The network is a comfortable place to live.
The app grid, I mean: the rows and rows of app icons on your iPhone's home screen. It's familiar. Sure. This is how I've lived with my various phones for the last decade. But at some point it started to feel oppressive.
All those icons staring me in the face, competing for my attention. The mess! The distracting little notification badges! The grid was a reasonable way to organize apps when I had ten of them. There are sixty on the iPhone I'm using now and I set it up from scratch a few months ago.
Naturally, living off the grid or in a non-traditional home screen setup has been possible for much longer on Android. Google's operating system allows you to keep your screen clear and simply find your apps in the app drawer, which is always at your fingertips. You can even replace the launcher entirely. But iOS, where every new app you download ends up on your home screen by default, hasn't exactly made it easy to ditch the network.
That started to change when iOS 14 added widgets, an app library, and the ability to hide apps from the home screen, although I haven't developed the muscle memory to use it much. Now, iOS 18 adds even more flexibility. You can place apps and widgets anywhere you want on your home screen, change their colors, and add more features to Control Center. But even though apps and customization options have multiplied, most of us still use our home screens in basically the same way we did with our first smartphones.
With the new options in iOS 18 and getting A look at other people's well-curated home screens — I decided it was time to do a little cleaning. Why should an app that I only open once a month when I park downtown take up space on my home screen all year long? Better yet, right? any Does the application deserve to occupy that precious property?
I spent about an hour removing icons, arranging widgets, and adding controls to create my new home screen. The iPhone 16's camera control button makes that icon unnecessary; the action button launches the frequently used daycare app, so that could work too. When I was done, my folder system with cute emoji labels, kept haphazardly, was reduced to just four apps in the Dock and a handful of widgets spread across two pages, which I affectionately call “Windows Phone 2.0.”
Was it scary? A bit. But you know what? I don't miss those rows of icons at all. Nine times out of ten the app I'm looking for is among the Siri-suggested apps that appear when I open search. If not, I type the first letters of the application name and there it is. I suppose you could swipe to the app library, but I almost never do that.
The biggest drawback is that I see a notification, dismiss it, and then forget about it for days since the app icon and its little red notification badge are no longer in my face. But I missed things here and there even when I was living online, and those badges are a real problem for me: I'm the kind of person who needs to get to badge zero, so I constantly open apps just to delete them. Delete notifications and remove the red dot from my face. Living off the grid eliminates this distraction and is the first thing I appreciate about my new lifestyle.
I'm happy with my new home screen, but some of my colleagues take the off-grid philosophy to the next level. Weekend news editor Wes Davis could teach a master class on functional iOS home screens. You keep some apps in the Dock and Wordle gets a place in your grid, but outside of that it's just widgets and shortcuts.

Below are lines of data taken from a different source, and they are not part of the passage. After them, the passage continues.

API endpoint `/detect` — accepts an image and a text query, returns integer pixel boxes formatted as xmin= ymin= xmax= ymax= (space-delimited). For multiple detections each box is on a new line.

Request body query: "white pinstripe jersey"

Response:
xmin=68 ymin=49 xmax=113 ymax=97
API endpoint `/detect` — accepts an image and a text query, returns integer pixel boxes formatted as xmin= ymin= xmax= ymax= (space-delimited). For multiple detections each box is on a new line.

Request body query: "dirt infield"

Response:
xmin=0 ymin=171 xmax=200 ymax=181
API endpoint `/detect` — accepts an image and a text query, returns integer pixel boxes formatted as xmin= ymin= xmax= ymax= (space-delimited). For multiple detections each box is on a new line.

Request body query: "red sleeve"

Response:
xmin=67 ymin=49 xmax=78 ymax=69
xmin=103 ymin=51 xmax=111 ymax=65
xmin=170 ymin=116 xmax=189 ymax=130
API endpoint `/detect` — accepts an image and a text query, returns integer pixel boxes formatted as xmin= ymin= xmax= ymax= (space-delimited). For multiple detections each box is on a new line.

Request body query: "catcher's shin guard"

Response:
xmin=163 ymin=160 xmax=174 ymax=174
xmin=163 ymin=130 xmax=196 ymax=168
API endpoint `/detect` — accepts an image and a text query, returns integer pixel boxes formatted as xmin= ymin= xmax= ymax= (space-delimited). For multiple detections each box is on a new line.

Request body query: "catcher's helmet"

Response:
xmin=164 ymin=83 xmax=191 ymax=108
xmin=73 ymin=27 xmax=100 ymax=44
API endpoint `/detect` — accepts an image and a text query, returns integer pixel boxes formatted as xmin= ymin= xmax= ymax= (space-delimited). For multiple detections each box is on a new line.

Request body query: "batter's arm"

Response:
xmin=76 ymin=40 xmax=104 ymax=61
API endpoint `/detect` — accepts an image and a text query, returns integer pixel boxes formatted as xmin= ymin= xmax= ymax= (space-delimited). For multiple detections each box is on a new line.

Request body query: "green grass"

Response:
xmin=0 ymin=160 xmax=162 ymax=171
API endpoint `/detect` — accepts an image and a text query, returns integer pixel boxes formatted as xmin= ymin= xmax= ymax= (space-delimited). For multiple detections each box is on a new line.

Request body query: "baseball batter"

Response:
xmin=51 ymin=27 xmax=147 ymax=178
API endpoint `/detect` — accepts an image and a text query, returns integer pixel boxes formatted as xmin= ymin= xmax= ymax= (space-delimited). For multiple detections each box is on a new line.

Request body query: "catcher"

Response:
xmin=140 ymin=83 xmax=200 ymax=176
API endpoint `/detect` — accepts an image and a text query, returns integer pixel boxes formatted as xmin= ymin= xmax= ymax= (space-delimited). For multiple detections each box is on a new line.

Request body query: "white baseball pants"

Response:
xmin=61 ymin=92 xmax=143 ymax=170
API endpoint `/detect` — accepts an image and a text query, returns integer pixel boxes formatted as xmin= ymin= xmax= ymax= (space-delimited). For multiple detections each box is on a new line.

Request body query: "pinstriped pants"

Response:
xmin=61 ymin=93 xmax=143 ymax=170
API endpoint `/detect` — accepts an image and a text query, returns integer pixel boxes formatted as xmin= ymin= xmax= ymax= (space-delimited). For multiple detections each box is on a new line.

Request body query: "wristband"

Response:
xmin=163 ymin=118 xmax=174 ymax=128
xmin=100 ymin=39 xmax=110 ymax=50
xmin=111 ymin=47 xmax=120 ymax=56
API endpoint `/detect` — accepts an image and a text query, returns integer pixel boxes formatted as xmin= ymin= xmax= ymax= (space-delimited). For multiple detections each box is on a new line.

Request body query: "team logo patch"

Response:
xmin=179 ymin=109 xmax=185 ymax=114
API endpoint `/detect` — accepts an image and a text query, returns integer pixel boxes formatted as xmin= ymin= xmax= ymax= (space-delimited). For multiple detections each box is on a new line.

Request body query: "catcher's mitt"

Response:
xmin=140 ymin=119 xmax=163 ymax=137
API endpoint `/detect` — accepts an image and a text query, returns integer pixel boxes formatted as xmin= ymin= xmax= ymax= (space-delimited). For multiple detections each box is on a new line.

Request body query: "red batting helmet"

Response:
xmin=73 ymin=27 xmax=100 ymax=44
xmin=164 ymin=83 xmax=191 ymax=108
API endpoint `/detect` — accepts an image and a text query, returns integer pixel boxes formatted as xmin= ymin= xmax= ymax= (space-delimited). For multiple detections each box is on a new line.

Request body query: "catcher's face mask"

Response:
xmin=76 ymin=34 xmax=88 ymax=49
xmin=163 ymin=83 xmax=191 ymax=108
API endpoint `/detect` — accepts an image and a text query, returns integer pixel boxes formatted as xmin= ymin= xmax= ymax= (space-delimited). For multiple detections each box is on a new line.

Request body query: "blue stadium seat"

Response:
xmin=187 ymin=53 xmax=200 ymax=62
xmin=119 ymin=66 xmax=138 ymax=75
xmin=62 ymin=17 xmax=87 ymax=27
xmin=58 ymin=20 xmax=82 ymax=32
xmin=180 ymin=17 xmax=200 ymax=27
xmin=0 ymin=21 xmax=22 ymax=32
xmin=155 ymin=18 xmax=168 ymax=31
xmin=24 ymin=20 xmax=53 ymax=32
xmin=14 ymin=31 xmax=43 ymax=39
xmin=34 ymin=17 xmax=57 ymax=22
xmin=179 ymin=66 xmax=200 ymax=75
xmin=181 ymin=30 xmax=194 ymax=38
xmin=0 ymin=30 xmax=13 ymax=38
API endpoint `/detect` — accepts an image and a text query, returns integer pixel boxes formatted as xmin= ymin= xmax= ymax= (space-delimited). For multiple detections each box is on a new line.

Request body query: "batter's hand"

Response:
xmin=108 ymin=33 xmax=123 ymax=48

“I hate searching for things on my phone,” he told me. “This all started when I jumped on the 'I want to use my phone less and be less distracted' bandwagon.” Grayscale shortcut icons on your home screen reduce visual clutter, and you're not as attracted to opening time-consuming apps like TikTok when the icon isn't right in front of you. Many of the shortcuts also contain drop-down menus, so you can directly launch the task you're looking for.
Best of all, this method allows you to organize your phone by action he's trying to take. An icon labeled “Podcasts” launches whatever podcast app you're currently using. If you ever start using a different app, it will keep the same shortcut icon and cause you to launch a new app. “I don't have to install a new app and get used to looking for that icon.”

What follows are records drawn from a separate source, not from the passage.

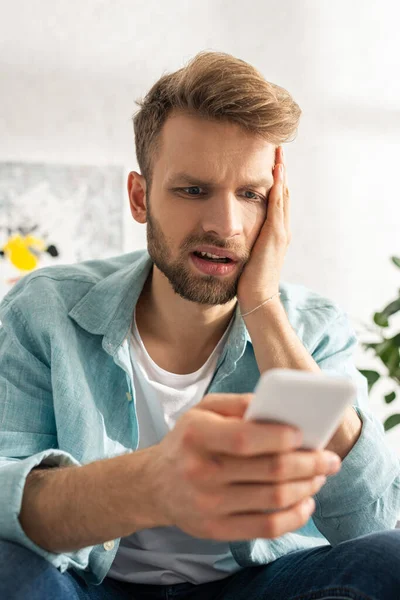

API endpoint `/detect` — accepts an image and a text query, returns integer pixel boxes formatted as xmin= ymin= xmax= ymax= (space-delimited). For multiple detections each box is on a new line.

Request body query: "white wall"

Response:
xmin=0 ymin=0 xmax=400 ymax=452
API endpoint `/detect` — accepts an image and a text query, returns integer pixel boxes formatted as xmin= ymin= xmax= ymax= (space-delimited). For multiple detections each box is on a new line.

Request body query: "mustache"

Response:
xmin=181 ymin=235 xmax=250 ymax=261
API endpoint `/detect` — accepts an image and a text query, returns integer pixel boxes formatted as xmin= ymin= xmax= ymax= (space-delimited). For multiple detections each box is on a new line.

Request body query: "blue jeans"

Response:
xmin=0 ymin=529 xmax=400 ymax=600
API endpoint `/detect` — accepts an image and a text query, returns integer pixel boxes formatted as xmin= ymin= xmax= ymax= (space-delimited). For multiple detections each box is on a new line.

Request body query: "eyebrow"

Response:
xmin=166 ymin=171 xmax=274 ymax=188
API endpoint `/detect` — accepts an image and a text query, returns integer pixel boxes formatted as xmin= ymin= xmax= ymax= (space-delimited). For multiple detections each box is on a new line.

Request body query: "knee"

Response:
xmin=338 ymin=529 xmax=400 ymax=597
xmin=0 ymin=540 xmax=64 ymax=600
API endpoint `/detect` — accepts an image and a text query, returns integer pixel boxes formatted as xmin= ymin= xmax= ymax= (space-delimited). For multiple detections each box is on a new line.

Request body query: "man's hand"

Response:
xmin=149 ymin=394 xmax=340 ymax=541
xmin=237 ymin=146 xmax=292 ymax=313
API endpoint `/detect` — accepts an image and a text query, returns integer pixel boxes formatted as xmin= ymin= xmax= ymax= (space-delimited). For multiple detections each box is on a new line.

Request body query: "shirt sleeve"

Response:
xmin=312 ymin=312 xmax=400 ymax=545
xmin=0 ymin=300 xmax=94 ymax=572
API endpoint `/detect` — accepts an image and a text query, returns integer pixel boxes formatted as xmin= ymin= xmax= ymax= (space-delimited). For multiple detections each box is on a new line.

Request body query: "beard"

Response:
xmin=147 ymin=203 xmax=247 ymax=305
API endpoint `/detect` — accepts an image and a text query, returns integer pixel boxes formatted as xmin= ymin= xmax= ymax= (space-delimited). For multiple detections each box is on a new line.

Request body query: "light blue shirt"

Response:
xmin=0 ymin=251 xmax=400 ymax=584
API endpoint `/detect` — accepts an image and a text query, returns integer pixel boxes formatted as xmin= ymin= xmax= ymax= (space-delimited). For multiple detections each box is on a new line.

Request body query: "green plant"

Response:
xmin=358 ymin=256 xmax=400 ymax=431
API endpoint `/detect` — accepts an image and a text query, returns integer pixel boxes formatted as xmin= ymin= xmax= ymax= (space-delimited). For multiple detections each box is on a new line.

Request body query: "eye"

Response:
xmin=245 ymin=190 xmax=264 ymax=200
xmin=182 ymin=185 xmax=205 ymax=196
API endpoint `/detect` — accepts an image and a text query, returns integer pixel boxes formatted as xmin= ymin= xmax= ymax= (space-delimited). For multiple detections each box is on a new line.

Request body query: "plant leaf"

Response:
xmin=374 ymin=312 xmax=389 ymax=327
xmin=358 ymin=369 xmax=380 ymax=392
xmin=383 ymin=413 xmax=400 ymax=431
xmin=385 ymin=392 xmax=396 ymax=404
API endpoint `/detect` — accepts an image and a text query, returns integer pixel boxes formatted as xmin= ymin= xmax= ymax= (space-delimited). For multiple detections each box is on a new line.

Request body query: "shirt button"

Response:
xmin=103 ymin=540 xmax=115 ymax=550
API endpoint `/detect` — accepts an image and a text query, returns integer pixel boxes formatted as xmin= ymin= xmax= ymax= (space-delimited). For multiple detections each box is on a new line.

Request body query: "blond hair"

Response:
xmin=132 ymin=50 xmax=301 ymax=189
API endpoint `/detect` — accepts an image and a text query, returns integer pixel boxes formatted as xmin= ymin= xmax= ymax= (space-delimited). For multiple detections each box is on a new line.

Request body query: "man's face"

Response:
xmin=146 ymin=113 xmax=275 ymax=305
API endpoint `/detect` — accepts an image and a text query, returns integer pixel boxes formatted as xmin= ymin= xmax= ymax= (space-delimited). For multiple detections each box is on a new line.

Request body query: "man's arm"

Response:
xmin=246 ymin=302 xmax=400 ymax=546
xmin=245 ymin=297 xmax=362 ymax=459
xmin=19 ymin=447 xmax=161 ymax=552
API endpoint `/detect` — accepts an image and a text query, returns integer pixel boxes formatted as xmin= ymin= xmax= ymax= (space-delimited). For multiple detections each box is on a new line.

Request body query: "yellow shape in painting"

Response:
xmin=3 ymin=235 xmax=46 ymax=271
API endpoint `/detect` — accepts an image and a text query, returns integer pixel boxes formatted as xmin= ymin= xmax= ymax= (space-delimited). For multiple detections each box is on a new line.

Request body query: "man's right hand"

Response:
xmin=149 ymin=394 xmax=341 ymax=541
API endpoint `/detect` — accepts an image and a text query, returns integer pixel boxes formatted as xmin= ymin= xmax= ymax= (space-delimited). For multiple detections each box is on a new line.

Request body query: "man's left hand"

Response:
xmin=237 ymin=146 xmax=292 ymax=313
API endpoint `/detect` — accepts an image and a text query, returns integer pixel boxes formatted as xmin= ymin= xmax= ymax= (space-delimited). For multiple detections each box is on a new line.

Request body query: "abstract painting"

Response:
xmin=0 ymin=162 xmax=124 ymax=299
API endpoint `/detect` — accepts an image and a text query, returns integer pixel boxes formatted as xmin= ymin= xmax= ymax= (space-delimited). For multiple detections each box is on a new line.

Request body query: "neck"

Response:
xmin=136 ymin=265 xmax=236 ymax=355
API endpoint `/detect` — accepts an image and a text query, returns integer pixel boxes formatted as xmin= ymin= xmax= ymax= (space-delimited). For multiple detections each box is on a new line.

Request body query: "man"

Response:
xmin=0 ymin=52 xmax=400 ymax=600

“I try to limit myself to these seven applications.”
News editor Jay Peters takes a more direct approach. Like me, you are distracted by the constant presence of app icons. “If I don't see the app directly on my home screen, I'm much less likely to use it and just scroll through it.” You have a total of seven apps on your home screen, including three in the Dock, and will occasionally let an app's icon return to the grid if you're going to be using it a lot in a short period of time. “If I'm going on a big road trip or something, maybe move the maps app (to the top of the home screen),” he says, “but otherwise I try to keep it to just these seven apps.” .
Both of my colleagues have achieved a level of balance in their digital lives that I admire. I also heard from many more who said they still keep a home screen full of app icons, but they almost always skip the grid and go to Spotlight search when they need to open an app. And none of us know exactly when it happened, but more than one person I spoke to agreed that Siri's suggested apps at the top of the search panel got really good at some point in the past. Most of the time, the app I'm looking for is there before I even type a letter into the search bar.
You don't have to wait for ai or the metaverse or whatever to make your digital life less annoying
That kind of thing gives me hope for a future where personalized ai can help me find what I'm looking for on my phone, with less input on my part. But if I've learned anything from this exercise, it's that you don't have to wait for ai, the metaverse, ambient computing, or whatever, to make your digital life less annoying. There are already tools in our hands; You just need a little courage to leave your comfort zone behind.